DC marine vessels with medium-voltage compact dc power systems are dominated by a significant amount of active loads and a finite number of generation sources. In such scenarios, the network configuration of the dc power system is expected to get dynamically altered to fulfill the required generation and load demands for the desired marine mission. Such varying network configurations make the transient responses significantly different from the conventional ac grids and the prospective dc grids. In this regard, this paper performs systematic transient studies to devise fault management strategies for the dc marine vessels.
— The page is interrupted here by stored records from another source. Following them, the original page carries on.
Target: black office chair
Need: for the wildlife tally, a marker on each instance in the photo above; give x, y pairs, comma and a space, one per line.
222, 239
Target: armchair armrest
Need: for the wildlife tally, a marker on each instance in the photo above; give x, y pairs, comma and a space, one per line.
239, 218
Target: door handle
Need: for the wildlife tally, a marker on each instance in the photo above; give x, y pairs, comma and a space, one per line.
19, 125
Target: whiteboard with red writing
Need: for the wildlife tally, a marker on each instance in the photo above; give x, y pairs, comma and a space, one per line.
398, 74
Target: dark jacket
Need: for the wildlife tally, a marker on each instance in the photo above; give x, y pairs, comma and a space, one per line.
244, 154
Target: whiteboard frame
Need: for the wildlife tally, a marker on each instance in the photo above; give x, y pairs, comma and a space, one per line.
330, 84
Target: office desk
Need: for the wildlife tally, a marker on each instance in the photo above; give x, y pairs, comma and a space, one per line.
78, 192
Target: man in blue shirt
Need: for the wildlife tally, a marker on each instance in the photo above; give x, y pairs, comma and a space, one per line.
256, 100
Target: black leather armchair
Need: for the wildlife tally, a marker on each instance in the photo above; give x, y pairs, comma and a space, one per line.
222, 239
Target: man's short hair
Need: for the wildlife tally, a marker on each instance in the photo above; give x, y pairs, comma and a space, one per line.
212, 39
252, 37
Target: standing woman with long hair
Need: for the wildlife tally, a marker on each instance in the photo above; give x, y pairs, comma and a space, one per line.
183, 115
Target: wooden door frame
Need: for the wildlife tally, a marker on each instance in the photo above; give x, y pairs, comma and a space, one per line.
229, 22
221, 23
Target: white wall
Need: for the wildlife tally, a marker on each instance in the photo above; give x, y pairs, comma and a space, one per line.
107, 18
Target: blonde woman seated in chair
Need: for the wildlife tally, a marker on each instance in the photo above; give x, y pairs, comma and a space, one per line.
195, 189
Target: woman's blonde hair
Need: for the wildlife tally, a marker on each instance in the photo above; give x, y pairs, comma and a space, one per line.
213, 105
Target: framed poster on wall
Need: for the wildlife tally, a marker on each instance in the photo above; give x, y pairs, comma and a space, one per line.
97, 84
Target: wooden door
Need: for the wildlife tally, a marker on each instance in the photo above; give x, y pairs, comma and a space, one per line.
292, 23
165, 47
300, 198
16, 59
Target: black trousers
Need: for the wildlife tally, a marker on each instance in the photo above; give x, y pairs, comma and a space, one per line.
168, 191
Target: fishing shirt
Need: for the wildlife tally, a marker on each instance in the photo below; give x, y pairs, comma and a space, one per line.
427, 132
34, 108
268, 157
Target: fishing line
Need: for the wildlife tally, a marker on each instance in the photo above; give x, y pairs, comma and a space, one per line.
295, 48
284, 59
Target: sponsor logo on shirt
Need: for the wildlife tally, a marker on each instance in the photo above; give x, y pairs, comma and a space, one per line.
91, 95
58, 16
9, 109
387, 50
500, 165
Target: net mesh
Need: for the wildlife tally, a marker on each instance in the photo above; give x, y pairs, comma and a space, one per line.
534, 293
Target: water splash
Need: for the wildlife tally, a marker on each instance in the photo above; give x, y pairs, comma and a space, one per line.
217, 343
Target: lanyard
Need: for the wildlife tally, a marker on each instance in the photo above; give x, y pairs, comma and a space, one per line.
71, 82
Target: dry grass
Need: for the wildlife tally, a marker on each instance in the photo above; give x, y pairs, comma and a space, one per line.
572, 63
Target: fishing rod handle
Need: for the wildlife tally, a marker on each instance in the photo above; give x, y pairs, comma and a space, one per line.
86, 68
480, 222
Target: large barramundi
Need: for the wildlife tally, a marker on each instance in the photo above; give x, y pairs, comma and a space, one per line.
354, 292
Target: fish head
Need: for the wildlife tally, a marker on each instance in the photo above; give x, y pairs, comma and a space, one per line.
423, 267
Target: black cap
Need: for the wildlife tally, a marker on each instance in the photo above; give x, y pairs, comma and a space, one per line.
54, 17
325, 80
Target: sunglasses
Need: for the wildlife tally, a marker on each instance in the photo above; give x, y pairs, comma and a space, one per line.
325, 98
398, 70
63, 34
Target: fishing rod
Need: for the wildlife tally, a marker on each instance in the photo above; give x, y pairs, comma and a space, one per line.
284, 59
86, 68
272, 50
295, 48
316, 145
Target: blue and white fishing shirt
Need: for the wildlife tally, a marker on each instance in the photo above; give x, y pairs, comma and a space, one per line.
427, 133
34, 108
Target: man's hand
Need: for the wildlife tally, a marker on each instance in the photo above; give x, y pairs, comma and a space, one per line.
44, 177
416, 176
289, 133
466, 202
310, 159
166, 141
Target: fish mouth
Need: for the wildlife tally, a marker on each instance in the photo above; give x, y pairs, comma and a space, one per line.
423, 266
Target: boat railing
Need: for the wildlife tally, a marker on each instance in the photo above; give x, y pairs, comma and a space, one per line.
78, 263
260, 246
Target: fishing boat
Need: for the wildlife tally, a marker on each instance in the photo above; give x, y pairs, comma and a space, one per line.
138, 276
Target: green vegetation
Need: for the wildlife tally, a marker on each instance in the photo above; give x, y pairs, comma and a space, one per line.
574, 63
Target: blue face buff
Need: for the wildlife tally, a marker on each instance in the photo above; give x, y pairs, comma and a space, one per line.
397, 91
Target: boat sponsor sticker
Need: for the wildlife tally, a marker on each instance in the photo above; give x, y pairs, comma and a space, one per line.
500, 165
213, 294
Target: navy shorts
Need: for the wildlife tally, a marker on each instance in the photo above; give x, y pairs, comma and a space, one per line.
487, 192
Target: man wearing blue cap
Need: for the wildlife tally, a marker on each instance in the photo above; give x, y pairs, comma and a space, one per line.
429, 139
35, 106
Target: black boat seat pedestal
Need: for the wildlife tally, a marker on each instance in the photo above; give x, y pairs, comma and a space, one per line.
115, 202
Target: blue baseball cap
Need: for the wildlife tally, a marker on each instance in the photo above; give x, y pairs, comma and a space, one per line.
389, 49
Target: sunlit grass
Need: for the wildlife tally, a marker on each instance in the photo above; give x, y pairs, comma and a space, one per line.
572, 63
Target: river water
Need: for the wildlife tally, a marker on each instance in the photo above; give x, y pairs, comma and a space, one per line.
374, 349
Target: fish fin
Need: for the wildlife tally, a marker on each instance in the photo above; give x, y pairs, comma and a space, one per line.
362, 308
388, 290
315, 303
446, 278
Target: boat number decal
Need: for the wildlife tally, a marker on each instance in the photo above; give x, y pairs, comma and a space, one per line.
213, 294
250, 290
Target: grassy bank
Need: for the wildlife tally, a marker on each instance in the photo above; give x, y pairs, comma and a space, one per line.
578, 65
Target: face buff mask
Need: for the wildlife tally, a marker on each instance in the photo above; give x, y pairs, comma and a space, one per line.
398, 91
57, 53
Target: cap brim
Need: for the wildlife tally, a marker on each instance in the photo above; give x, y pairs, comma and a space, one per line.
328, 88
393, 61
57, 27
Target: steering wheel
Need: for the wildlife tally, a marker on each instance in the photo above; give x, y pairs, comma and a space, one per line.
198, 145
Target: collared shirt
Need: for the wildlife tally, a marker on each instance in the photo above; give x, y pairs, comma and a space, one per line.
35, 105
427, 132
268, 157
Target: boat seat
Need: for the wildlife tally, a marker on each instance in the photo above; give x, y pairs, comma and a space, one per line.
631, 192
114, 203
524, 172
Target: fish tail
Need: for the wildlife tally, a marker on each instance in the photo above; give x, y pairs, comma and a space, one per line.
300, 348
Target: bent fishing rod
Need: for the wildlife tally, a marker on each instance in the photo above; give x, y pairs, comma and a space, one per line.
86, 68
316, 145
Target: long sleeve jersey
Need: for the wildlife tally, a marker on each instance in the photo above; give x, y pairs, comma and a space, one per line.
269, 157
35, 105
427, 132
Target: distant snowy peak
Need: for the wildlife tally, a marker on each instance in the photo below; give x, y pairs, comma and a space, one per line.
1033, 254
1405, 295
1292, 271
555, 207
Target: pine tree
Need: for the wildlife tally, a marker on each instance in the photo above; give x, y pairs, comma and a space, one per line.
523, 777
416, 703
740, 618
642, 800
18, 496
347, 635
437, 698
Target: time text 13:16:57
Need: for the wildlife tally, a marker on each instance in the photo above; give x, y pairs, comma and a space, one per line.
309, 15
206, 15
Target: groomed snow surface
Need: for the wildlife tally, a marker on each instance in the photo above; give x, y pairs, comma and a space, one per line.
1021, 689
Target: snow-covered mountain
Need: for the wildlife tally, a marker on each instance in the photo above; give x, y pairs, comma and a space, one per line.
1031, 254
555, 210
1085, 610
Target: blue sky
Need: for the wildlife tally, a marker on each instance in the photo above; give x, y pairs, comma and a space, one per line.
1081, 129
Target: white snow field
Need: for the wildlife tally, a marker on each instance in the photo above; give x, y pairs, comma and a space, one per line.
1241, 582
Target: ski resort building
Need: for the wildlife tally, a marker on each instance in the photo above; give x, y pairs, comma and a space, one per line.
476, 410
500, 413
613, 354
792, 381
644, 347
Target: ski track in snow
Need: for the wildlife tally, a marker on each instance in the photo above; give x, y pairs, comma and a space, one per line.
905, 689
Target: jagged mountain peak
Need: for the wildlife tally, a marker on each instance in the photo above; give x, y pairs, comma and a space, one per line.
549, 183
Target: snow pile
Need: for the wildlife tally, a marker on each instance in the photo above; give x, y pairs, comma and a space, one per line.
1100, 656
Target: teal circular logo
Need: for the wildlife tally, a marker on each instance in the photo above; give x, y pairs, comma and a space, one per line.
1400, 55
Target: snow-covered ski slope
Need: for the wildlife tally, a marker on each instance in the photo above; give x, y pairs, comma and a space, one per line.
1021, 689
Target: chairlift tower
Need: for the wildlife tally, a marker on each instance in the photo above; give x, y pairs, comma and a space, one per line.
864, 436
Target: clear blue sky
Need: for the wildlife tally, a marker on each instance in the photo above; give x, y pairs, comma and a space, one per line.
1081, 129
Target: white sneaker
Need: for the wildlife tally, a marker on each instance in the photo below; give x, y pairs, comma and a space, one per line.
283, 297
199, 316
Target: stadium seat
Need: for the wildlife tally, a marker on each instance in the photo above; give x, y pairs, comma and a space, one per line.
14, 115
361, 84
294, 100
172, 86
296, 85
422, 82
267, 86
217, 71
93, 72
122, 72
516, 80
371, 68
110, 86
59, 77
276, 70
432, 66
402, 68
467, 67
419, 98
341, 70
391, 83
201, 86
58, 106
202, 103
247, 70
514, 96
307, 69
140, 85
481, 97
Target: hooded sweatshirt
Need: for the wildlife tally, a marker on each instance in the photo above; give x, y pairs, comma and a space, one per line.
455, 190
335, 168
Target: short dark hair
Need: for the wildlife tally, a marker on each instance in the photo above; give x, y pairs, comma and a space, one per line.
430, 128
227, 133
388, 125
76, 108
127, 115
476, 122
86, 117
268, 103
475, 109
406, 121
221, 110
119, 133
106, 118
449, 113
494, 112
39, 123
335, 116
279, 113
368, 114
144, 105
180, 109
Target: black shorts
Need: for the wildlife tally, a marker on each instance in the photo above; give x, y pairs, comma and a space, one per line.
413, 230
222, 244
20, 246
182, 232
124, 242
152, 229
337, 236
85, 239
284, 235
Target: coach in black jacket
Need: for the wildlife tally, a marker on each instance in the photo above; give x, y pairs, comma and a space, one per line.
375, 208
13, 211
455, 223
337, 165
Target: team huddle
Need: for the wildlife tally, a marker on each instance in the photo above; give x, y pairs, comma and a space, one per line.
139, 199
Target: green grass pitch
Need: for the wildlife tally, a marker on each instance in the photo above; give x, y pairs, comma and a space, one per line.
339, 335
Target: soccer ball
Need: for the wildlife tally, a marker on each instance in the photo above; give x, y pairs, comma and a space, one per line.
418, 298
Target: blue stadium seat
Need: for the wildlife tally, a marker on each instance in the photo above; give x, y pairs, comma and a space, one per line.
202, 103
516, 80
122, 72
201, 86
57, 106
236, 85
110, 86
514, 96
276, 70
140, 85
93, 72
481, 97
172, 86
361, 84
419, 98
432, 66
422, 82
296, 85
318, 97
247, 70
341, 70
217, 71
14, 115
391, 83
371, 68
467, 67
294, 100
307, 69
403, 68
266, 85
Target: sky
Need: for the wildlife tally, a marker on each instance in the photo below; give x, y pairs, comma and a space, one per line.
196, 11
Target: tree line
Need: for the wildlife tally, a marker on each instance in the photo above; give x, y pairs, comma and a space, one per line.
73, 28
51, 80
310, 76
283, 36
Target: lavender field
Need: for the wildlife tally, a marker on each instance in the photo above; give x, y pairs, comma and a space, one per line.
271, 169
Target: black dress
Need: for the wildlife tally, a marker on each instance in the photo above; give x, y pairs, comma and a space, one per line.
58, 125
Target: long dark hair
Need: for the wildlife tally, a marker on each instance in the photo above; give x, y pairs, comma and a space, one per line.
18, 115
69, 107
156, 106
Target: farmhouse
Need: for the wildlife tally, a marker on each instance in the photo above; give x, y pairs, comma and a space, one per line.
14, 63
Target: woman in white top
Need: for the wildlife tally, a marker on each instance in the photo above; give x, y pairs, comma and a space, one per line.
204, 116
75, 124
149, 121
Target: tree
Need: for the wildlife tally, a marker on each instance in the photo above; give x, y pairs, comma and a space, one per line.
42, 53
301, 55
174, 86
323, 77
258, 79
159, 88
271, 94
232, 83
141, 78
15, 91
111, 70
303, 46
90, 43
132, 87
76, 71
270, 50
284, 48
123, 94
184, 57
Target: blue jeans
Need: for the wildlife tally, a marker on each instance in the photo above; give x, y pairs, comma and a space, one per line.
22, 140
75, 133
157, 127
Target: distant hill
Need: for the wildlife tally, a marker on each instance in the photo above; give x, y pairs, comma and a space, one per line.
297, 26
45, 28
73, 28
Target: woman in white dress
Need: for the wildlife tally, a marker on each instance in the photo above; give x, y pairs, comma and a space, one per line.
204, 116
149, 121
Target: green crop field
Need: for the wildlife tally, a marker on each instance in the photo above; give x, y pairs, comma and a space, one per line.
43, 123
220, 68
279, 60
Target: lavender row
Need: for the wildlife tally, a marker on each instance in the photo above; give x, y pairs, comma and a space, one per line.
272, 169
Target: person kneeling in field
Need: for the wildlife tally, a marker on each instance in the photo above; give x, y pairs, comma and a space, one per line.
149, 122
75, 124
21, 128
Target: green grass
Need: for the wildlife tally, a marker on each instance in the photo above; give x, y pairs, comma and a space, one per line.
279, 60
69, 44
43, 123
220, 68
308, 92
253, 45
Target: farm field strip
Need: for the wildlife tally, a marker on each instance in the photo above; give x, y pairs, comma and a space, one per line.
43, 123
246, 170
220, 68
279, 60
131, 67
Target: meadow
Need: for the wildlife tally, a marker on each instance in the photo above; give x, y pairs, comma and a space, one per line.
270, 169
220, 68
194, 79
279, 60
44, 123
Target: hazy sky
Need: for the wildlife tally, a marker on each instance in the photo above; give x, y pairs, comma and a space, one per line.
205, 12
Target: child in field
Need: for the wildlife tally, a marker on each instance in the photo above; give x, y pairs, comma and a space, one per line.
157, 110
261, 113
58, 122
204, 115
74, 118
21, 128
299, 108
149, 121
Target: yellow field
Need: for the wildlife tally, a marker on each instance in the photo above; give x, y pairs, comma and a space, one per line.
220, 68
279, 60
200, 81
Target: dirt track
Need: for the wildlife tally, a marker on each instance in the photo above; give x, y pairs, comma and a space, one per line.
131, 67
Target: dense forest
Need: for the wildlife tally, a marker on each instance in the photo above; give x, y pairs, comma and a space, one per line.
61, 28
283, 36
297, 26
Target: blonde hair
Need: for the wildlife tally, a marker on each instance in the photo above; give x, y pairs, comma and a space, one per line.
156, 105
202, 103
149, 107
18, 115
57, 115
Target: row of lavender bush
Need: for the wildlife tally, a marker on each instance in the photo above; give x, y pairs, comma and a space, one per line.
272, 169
A platform supply vessel (PSV) is taken as an example of the marine vessel, due to its complex operating scenarios and wider applicability in the marine industry. Pole-to-pole short-circuit faults are considered owing to its severity. A novel current-only directional protection for the dc PSV is proposed based on the directional zonal interlocking and short-time Fourier transform. The efficacy of the proposed method is substantiated by confirming against a range of fault impedances initiated at the generator terminals, load terminals, lines, and buses of the dc PSV. All the analyses are conducted in the real-time simulation model of the dc PSV.

中文翻译：

---

直流船用电力系统：瞬态行为和故障管理方面


配备中压紧凑型直流电源系统的直流船舶主要由大量有源负载和有限数量的发电电源主导。在这种情况下，直流电力系统的网络配置预计会动态改变，以满足所需的海上任务所需的发电和负载需求。这种不同的网络配置使得瞬态响应与传统的交流电网和预期的直流电网显着不同。在这方面，本文进行了系统的瞬态研究，以设计直流船舶的故障管理策略。以平台供应船（PSV）为例，由于其作业场景复杂且在海洋行业中具有更广泛的适用性，因此以平台供应船（PSV）为例。极间短路故障因其严重性而被考虑。提出了一种基于方向分区联锁和短时傅里叶变换的新型直流PSV纯电流方向保护。通过确认直流 PSV 的发电机端子、负载端子、线路和总线处引发的一系列故障阻抗，证实了所提出方法的有效性。所有分析均在直流 PSV 的实时仿真模型中进行。